If the goal is to increase Americans’ access to
high-quality health care and to minimize the financial risk and uncertainty
associated with the American system — both worthy goals — then instituting a
political monopoly and abolishing private insurance is not the most obvious
plan of action. If the goal is to prove that you are more radical than Joe Biden
— and more anti-Trump than Starbucks founder Howard Schultz — then monopolies
and authoritarianism are just the thing.
Much the same thing applies to Democratic radicalism on
taxes: The politics of vendetta produce results at odds with the goal of raising
revenue.
Representative Alexandria Ocasio-Cortez, who is — angels
and ministers of grace defend us! — too young to run for president this time
around, has hit upon the idea of raising tax rates to 70 percent on very
high-income households: those earning $10 million and up.
But even assuming (unlikely as it is) no change in the
economic behavior of high-earning Americans in response to such radically
higher taxes, the Ocasio-Cortez proposal and others like it would raise, even
according to friendly projections, only a trivial amount of money relative to
the cost of their policy proposals.
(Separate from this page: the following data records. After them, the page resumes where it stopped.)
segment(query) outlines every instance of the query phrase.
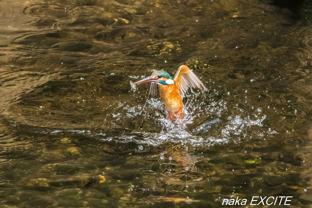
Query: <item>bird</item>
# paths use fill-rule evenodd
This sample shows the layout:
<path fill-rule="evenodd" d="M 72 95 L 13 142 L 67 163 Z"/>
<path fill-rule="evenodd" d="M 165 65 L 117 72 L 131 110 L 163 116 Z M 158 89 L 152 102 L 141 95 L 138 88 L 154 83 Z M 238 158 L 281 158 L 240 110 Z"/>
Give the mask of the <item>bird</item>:
<path fill-rule="evenodd" d="M 173 78 L 163 70 L 153 70 L 152 75 L 134 84 L 138 85 L 151 83 L 151 90 L 156 90 L 157 84 L 160 98 L 168 111 L 167 118 L 174 121 L 184 117 L 182 99 L 189 88 L 202 89 L 205 86 L 187 66 L 182 65 Z"/>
But as Vanessa Williamson (no relation) of
the Brookings Institution makes clear, revenue is not the point. Revenge is.
“The revenue question is the wrong question,” she writes:
Not because talking about revenue
plays into a Republican strategy of deeply hypocritical deficit fear
mongering — though it does. Not because extracting money from rich people
is easy; there are serious technical questions about how to implement taxes on
the very wealthy. The problem with using revenue to justify progressive
taxation is that over time, an effective progressive tax system should actually
raise less and less money.
Progressive taxation should work as
a corrective tax, like tobacco taxes or a carbon tax. . . . Taxes on the
wealthy discourage a different societal ill: exploitative capitalism.
Progressive tax policy is a powerful corrective to economic inequality and
wealth concentration.
Which is to say: The current progressive conception of
justice holds that making the wealthy less wealthy is morally necessary and
worthy even if doing so does nothing at all to make the poor more wealthy or to
provide the government with additional revenue with which to offer services to
those in need. Wealth itself is to be understood as a sinful vice, like
smoking, to be punished and if possible reduced through vengeful taxation.
Understood from that point of view, Senator Sanders’s
proposed 77 percent tax on the estates of wealthy Americans and Senator
Warren’s proposal to impose a 2 percent net-worth tax on similar households
make more sense: Senator Sanders’s proposal would raise less than 1 percent of
what he wants to spend on a single new health-care entitlement, but it would inconvenience
a few billionaires and rob them of the opportunity to take their families from
shirtsleeves to shirtsleeves at some Monaco baccarat table.
It is notable that Senator Harris is also campaigning for
a very large tax cut: nearly $3 trillion in savings for Americans earning
incomes into the six figures but short of Mark Zuckerberg money. Her plan would
add mightily to the deficit but, unlike most of what the Democrats are talking
about, it has a good chance of making its way through a partly or wholly
Republican-controlled Congress without too many bumps and scratches. Naked
malice and venom may get you through the primary, but a middle-class tax cut is
the way to a second term.
The Democrats are setting themselves up for
disappointment in 2020. They believe that the answer to a glowering and
polarizing figure such as Donald Trump is an equally divisive figure — and
agenda — of their own. Howard Schultz already knows that he cannot run in his
own party, even though Senator Sanders — who is not a member of the Democratic
party — can. Former New York mayor Michael Bloomberg, the most experienced and
reasonable of the likely Democratic contenders — and the one with by far the
best actual record in office — already is being denounced as just another rich
old white man who is a part of the problem more than of the solution. The
proverb holds that revenge is a dish best served cold, but the Democrats are going
into the primary season hot, hot, hot.